Nicomachean Ethics (Hackett Classics) by Aristotle
Author:Aristotle
Language: eng
Format: mobi
Tags: ebook, book
Publisher: Hackett Publishing Company, Inc.
Published: 1999-11-30T14:00:00+00:00
7
7.§1–8. A new approach to the good should avoid these objections to other views. We begin from plausible criteria for the good, and we find that happiness meets these criteria.
(a) §1. The good is the ultimate end.
§1 But let us return … could be: Aristotle begins from the diversity of goods that we must recognize when we reject the Platonic attempt to find unity in goods. He wants to show that this diversity does not require us to reject unity in the human good.
For it is apparently … other actions: This description of different goods recalls the reference to analogy in 6.§12. After these illustrations of diversity in goodness, Aristotle focuses (in ‘but in every action and decision … ’) on the aspect of unity in the different cases.
And so, … these ends: The first part of this sentence repeats the conclusion drawn at the beginning of ch. 2 above. The second part, allowing the possibility of many goods constituting the end, helps to explain why the beginning of ch. 2 was expressed in conditional form. Aristotle now makes it clear that he has not proved that there is just one end of human action. Instead of ‘[the good achievable in action’] one might prefer ‘[the goods … ]’.
(b) §2–5. The good is complete.
§2 Our argument, … conclusion: Aristotle seems to refer back to the conclusion reached at the beginning of i 2; see previous note. He has reached the conclusion by a different route, since he has now relied only on the connection between ends and goods (beginning from the points about analogy in ch. 6), and has said nothing about the hierarchy of ends that he introduced in ch. 1. So far he has not chosen between the two possibilities mentioned at the end of §1.
But we must … perspicuous: More perspicuity is needed, because ch. 2 simply referred to some hierarchies of ends, and did not explain why we must recognize a single end. In §3–8, Aristotle tries to explain this point, by arguing that (1) the good satisfies some formal criteria (see note to i 5.§1), and (2) happiness is the good, 1095a17, because it satisfies these criteria. They are formal criteria because Aristotle thinks (cf.
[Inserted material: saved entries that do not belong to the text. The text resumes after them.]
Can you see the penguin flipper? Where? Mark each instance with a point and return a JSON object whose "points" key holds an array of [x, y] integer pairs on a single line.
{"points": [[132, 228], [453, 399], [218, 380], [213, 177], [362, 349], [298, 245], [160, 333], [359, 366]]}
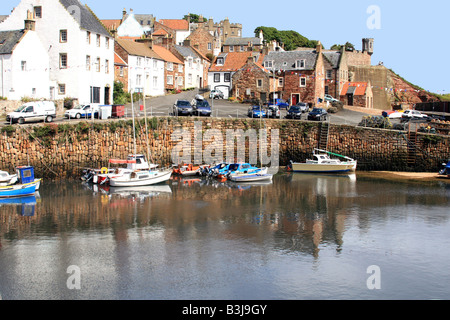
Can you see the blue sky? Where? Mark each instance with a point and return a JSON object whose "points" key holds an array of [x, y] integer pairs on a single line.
{"points": [[410, 36]]}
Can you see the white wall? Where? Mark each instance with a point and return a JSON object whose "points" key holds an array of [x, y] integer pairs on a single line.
{"points": [[33, 82]]}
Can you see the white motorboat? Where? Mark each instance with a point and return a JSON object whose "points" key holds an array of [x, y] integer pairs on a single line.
{"points": [[323, 163], [140, 178]]}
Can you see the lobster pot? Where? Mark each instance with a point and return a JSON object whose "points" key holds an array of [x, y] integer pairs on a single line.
{"points": [[25, 174]]}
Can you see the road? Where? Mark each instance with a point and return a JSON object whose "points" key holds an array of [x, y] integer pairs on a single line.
{"points": [[163, 105]]}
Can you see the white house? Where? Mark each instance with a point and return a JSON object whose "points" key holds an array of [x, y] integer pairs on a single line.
{"points": [[145, 67], [80, 49], [23, 75]]}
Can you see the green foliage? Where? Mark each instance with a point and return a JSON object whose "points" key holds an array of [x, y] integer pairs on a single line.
{"points": [[291, 39]]}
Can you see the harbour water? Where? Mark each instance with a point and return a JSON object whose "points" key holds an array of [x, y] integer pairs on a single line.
{"points": [[301, 237]]}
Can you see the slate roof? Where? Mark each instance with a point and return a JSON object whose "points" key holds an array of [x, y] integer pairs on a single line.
{"points": [[137, 49], [242, 41], [334, 57], [88, 20], [9, 40], [285, 60]]}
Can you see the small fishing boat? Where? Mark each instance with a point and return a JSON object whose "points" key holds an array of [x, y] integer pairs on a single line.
{"points": [[323, 163], [27, 185], [251, 177], [445, 172], [7, 179], [140, 178]]}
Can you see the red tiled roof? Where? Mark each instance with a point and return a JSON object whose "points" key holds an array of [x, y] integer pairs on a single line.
{"points": [[175, 24], [359, 88]]}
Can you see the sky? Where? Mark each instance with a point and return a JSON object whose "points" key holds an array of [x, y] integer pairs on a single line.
{"points": [[410, 37]]}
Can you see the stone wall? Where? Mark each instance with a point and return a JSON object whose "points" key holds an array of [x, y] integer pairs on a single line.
{"points": [[64, 150]]}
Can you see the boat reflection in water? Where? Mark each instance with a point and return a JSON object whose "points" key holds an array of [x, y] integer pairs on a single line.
{"points": [[25, 206]]}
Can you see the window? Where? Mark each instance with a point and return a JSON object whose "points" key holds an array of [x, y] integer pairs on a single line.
{"points": [[303, 82], [280, 82], [268, 64], [63, 60], [61, 89], [300, 64], [259, 83], [329, 74], [38, 12], [63, 36]]}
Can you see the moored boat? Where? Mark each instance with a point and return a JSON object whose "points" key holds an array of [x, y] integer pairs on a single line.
{"points": [[140, 178], [27, 185], [323, 163]]}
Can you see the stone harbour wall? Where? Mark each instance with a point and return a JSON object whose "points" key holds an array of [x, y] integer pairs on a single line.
{"points": [[64, 150]]}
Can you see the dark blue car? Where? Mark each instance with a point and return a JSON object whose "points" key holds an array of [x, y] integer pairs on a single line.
{"points": [[280, 103], [257, 112]]}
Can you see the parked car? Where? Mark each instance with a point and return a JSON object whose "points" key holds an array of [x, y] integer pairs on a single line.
{"points": [[257, 112], [391, 114], [273, 112], [182, 107], [319, 114], [330, 98], [280, 103], [83, 111], [202, 108], [216, 94], [304, 107], [294, 112], [414, 115], [33, 111]]}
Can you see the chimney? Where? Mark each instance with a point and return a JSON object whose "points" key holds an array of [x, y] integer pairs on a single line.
{"points": [[30, 24]]}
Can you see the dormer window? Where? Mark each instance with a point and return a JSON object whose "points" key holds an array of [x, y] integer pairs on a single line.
{"points": [[300, 64]]}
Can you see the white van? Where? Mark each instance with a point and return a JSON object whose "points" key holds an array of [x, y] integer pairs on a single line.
{"points": [[33, 111]]}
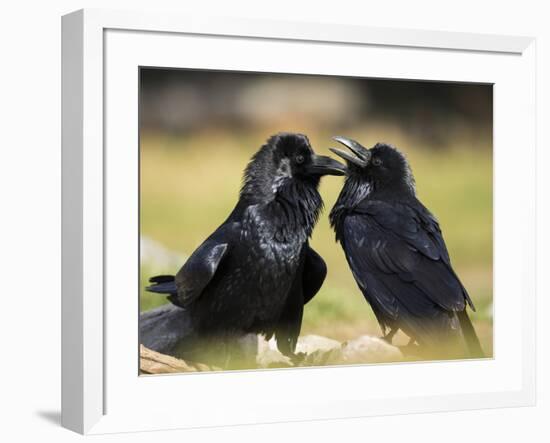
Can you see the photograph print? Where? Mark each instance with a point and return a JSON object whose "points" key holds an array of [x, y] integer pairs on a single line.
{"points": [[291, 220]]}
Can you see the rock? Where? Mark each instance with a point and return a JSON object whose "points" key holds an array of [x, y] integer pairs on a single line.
{"points": [[312, 343], [151, 362], [367, 349]]}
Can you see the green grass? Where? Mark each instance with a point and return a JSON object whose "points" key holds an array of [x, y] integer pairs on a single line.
{"points": [[190, 184]]}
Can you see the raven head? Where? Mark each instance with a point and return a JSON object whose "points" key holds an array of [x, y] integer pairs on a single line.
{"points": [[286, 161], [381, 167]]}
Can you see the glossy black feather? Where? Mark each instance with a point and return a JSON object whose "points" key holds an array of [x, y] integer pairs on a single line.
{"points": [[395, 249], [256, 271]]}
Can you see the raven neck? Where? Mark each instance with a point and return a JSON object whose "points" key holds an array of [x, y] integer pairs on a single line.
{"points": [[356, 190], [289, 216]]}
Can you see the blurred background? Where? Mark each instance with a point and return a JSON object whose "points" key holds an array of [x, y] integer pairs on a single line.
{"points": [[198, 130]]}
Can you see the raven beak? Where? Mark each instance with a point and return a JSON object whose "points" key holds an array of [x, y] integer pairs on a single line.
{"points": [[323, 165], [361, 155]]}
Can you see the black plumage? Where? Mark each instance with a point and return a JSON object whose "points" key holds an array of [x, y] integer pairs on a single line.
{"points": [[256, 271], [395, 249]]}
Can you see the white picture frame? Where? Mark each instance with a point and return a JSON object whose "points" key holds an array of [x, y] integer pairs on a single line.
{"points": [[101, 51]]}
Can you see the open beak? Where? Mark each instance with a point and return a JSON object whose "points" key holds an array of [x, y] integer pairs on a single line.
{"points": [[359, 155], [323, 165]]}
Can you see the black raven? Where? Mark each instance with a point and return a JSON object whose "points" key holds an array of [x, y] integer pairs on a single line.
{"points": [[395, 249], [256, 271]]}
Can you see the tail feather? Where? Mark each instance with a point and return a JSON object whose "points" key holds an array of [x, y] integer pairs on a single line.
{"points": [[472, 340], [163, 284]]}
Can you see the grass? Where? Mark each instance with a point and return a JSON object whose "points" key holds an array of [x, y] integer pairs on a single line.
{"points": [[183, 201]]}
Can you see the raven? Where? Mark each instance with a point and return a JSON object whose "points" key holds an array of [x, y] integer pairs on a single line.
{"points": [[396, 252], [256, 271]]}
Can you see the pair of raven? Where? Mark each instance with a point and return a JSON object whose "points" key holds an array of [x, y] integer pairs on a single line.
{"points": [[256, 272]]}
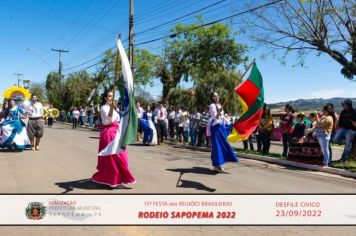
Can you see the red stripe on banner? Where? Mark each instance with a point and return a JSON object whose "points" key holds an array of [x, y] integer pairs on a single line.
{"points": [[246, 127], [248, 91]]}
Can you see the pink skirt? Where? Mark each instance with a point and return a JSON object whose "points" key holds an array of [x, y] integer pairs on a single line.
{"points": [[113, 169]]}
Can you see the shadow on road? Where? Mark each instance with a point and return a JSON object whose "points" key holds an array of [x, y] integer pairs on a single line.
{"points": [[86, 184], [181, 183], [195, 170], [196, 185], [138, 144]]}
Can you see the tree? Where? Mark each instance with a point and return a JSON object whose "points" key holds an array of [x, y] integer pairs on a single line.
{"points": [[305, 26], [143, 97], [40, 90], [208, 56], [182, 97], [145, 64], [77, 89], [54, 87], [224, 83], [172, 67]]}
Plato, Phil. 20d, and note to x 2.§3) they are reasonable conditions for us to apply to the good even before we consider the claims of specific candidates claiming to be the good.
The formal criteria require the good to be (a) complete (§3–5), (b) self-sufficient (§6–7), and (c) most choiceworthy (§8), not counted as one good among many. Here (a) follows from our choosing the good only for its own sake and not also for the sake of something else; if there were some more complete end than the good, we would choose the good for the sake of that. The other two criteria explain what is required by completeness.
§3 Since there are … ends are complete: See HAPPINESS (2). ‘Complete’ renders teleion, cognate with telos, ‘end’. Some prefer to translate teleion by ‘final’ or ‘perfect’.